Dalam sebuah riwayat disebutkan bahwa di hari Asyura Imam Husain as yang sudah sendirian dengan gagah berani mengoyak barisan musuh yang berjumlah ribuan orang. Saat itu Umar Bin Saad, komandan pasukan musuh berseru, “Sungguh ruh ayahnya menjelma pada diri al-Husein.” Keberanian dan ketangguhan dalam berperang diwarisi al-Husein dari ayahnya Ali bin Abi Thalib as.

Di akhir pembahasan ini, kami mengajak anda untuk menyimak sabda Nabi Saw tentang hak ayah dan ibu. Kepada Imam Ali bin Abi Thalib as, Rasulullah Saw bersabda, “Wahai Ali, barang siapa membuat sakit hati ayah dan ibumu berarti telah memperlakukan mereka dengan buruk.”

Hak Orang Tua

Pembahasan mengenai hak ayah dan ibu telah selesai.

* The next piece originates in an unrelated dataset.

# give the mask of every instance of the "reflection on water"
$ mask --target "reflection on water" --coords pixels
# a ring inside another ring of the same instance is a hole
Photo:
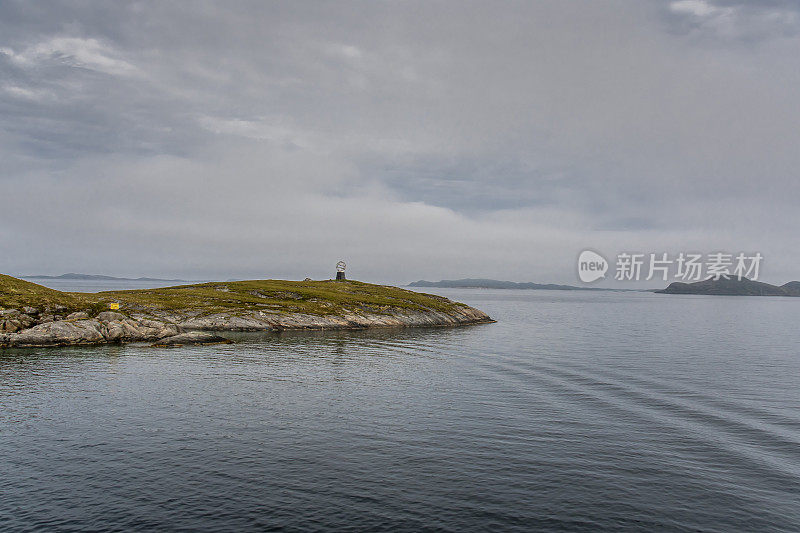
[[[0,352],[0,529],[800,529],[800,301]]]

Islam menjelaskan bahwa kedudukan ayah dan ibu yang tinggi di sisi Allah. Bahkan, Imam Ali Zainal Abidin as menekankan kepada setiap anak untuk menjaga hak-hak kedua orang tua. Penekanan itu didasarkan pada keakraban yang biasanya terjalin dalam hubungan anak dengan ayah dan ibunya sehingga terkadang batas-batas penghormatan terabaikan.

Islam mengajarkan untuk menjaga batas hak dan penghormatan kepada ayah dan ibu. Diantara yang diajarkan Islam adalah penegasan untuk tidak memanggil ayah dan ibu dengan nama mereka, tidak berjalan mendahului mereka, dan tidak duduk ketika berhadapan dengan mereka saat sedang berdiri. Islam juga mengharuskan anak untuk memenuhi kebutuhan dan keinginan orang tuanya. Para ulama menegaskan, jika ayah dan ibu mengalami kesulitan materi maka anak harus mengulurkan bantuannya. Dalam Islam juga diajarkan untuk membagi harta peninggalan kepada ayah, ibu dan sanak keluarga sebagai warisan.

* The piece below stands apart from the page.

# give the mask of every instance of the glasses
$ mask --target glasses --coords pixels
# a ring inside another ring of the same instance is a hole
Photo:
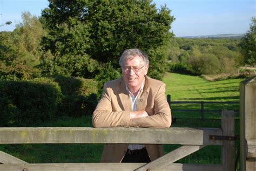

Imam Jakfar Shadiq as dalam sebuah riwayat berkata, “Di hari kiamat Allah akan menyingkap salah satu tirai surga maka seketika semua orang di padang Mahsyar akan mencium semerbak bau surga yang wanginya bisa dicium dari jarak perjalanan 500 tahun. Hanya ada sekelompok orang yang tidak mencium aroma itu.” Seseorang bertanya, “Siapakah kelompok itu?”. Beliau menjawab, “Mereka adalah orang-orang yang tidak mengindahkan kehormatan ayah dan ibu dan memutus hubungan dengan mereka.”

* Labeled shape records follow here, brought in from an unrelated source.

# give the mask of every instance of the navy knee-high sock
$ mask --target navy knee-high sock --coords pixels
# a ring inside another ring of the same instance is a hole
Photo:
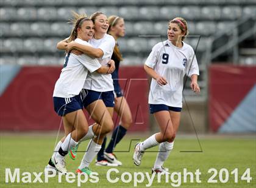
[[[105,159],[104,150],[105,150],[105,146],[106,146],[106,143],[107,143],[107,136],[105,136],[104,140],[103,141],[102,145],[101,145],[101,149],[99,150],[99,153],[98,153],[97,161],[98,161]]]
[[[106,149],[106,152],[108,153],[113,153],[115,147],[122,139],[126,134],[127,130],[122,126],[117,126],[113,132],[110,142]]]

Menghormati ayah dan ibu memberikan kesan yang besar dalam kehidupan dunia dan akhirat. Diantara kesannya yang paling menonjol adalah umur yang panjang. Dalam sebuah hadis, Nabi Muhammad Saw bersabda, “Barang siapa ingin memiliki umur yang panjang di dunia ini maka hendaknya ia berbuat baik kepada ayah dan ibu.”

Dalam hadis yang lain beliau menjelaskan buah yang didapat orang dari bersabda, “Siapa saja yang bersedia menjamin untuk berbuat baik dan mengabdi kepada ayah dan ibu serta menyambung tali kekerabatan maka aku akan menjamin baginya beberapa hal; rezeki yang berlimpah, umur yang panjang dan ketiga kecintaan di hati masyarakat kepadanya.”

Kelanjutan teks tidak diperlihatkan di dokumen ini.